Avoid 100% utilization of people to upkeep tool development, tool development aiming at enabling others, learning and collaboration.
Provocatively formulated
Having to enforce processes through restrictions comes from organizational dysfunction. Dysfunction as in lack of tooling, monitoring or system understanding of team members.
Don't react to a rare downtime in a way as if it is going to happen again all the time. Learn from it as team, improve the guardrails. But avoid fear-guidedly setting up big walls.
Require distributed ownership of prod. You are responsible for your code beyond its deployment. Ensure it is monitored.
Well functioning engineering teams are difficult to scale, hard to explain, hard to generalize. Probably worth it.
Avoid brilliant jerks.
Sparked follow-up questions
How does that work in heavily regulated industries?
Up to which organizational size this work?
If system stability is considered the highest good, I don't think that the suggested team structure and freedom would be applicable in its entirety.

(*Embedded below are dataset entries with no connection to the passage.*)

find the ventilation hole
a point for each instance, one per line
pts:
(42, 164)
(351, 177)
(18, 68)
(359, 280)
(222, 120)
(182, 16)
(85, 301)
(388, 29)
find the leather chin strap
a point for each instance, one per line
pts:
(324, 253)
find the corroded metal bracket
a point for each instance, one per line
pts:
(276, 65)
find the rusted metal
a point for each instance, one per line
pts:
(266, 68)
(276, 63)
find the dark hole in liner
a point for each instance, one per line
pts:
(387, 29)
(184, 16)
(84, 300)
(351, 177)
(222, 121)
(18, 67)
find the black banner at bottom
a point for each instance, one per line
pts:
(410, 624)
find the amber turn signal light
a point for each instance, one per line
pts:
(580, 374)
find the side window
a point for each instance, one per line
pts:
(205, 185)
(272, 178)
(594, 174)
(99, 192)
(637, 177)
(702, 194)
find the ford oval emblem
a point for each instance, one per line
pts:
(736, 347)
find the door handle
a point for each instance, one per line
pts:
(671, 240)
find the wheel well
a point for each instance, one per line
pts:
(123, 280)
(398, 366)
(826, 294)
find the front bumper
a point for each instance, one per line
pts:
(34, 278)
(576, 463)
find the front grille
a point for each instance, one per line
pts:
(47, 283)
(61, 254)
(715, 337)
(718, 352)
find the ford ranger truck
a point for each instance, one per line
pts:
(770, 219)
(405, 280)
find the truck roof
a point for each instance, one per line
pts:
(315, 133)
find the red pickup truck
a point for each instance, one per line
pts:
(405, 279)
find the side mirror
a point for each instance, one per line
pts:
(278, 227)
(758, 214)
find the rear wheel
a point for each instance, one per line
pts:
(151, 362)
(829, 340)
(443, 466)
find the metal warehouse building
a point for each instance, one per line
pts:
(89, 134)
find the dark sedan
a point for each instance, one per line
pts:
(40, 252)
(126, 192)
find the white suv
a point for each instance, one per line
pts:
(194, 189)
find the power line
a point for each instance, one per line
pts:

How can one rate individual performance within such a team? Peer-review? Opinionated manager impression? Does it even matter, just get stuff done and enjoy?
How do you recruit and find members for such organizations? Let them explain in detail how they work/have worked? Avoid hints of arrogance and elitism?
How do you balance the amount of individual breath and efficiency in getting the job done? You can't have everyone know and understand absolutely everything. Open discussion within the team and in frequent 1:1s?
Should sales and customer success be able to directly ping engineers and draw them into rabbit holes? If there is a lack of system understanding, would those recurring requests lead to better documentation?